Un mois s’est écoulé depuis l’escroquerie du concert de Eric Clapton à Hyde Park et la colère n’est toujours pas retombée et surtout la désillusion d’avoir été pris ouvertement pour un imbécile, par un de mes artistes préférés, n’est pas prête de s’effacer.  D’ailleurs, pour la première fois depuis fort longtemps, aucun de ses albums ne s’est posé sur ma platine depuis cette funeste date du 8 juillet 2018, qui grimpera, sans la moindre difficulté, sur le podium des plus mauvais shows auxquels j’ai pu assister depuis 1971 (année de mon premier concert) c’est dire.

Nous aurons l’occasion d’y revenir plus longuement à la rentrée, mais, au travers d’une phrase, l’interview donnée par Marcy Levy au site « Where’s Eric » éclaire d’un œil nouveau le naufrage scénique actuel de notre guitariste. En effet, lorsque on interroge son ancienne choriste sur la manière dont elle avait préparé le morceau « Lay Down Sally » qu’elle a coécrit et qu’elle devait interpréter à Hyde Park , nous apprenons avec stupéfaction que l’explication sur la préparation n’est pas venu d’Eric Clapton, comme cela aurait été logique et évident de la part d’un leader de groupe impliqué dans sa musique et soucieux de la qualité de son spectacle, mais de celui que tout amateur de musique considère comme la purge de sa formation, Doyle Bramhall II, à qui le guitariste de Ripley a visiblement décidé de confier dorénavant les clés du camion ce qui, de ce fait, procure une explication sur bien des points sur lesquels nous nous interrogions depuis quelques années.

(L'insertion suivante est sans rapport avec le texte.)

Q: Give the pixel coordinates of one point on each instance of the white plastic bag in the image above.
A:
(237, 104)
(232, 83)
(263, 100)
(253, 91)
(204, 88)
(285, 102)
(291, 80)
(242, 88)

Visiblement Eric Clapton a donc choisi, de manière délibérée, de se désintéresser totalement de son public et surtout de ne plus le respecter, mais, et ceci est à souligner, celui-ci semble vouloir commencer à lui tourner le dos, puisque, bien qu’ouverte depuis plus de cinq mois, la location pour ses concerts du mois d’octobre au Madison Square Garden est bien loin d’afficher le sold out habituel (il reste des places disponibles dans pratiquement toutes les catégories pour les deux soirs). Il convient aussi de souligner que la presse Américaine, à l’image du « New York Times », a aussi été la première à dénoncer, avec une certaine virulence, la scandaleuse répétition, infligée depuis 2013, du contenu de son spectacle et du service minimum réalisé par sa prestation personnelle en ayant le courage d’affirmer que ses solos sont devenus au fil du temps de plus en plus courts et surtout particulièrement poussifs et fades (comme ceux de Hyde Park). Tout ceci est bien triste, pour celui que l’on considère avec raison comme le deuxième guitariste de tous les temps, après Jimi Hendrix.

Félicitons donc chaleureusement le public Américain pour sa réaction. Mais pour avoir vu de multiples concerts dans ce merveilleux pays, celle-ci n’est guère surprenante. Car à la différence de certains en Europe, prêts à tout gober, même l’inacceptable dès lors que le nom d’Eric Clapton est avancé, le public US déteste être pris pour un imbécile. Bravo à lui. Il ne nous reste plus qu’à souhaiter que ce début de lucidité fasse de nombreux émules à travers le monde. Un grand artiste se doit de respecter son public. Ce n’est malheureusement pas le choix d’Eric Clapton. Dommage ! Vraiment dommage !

                                                                                                                           Frédéric.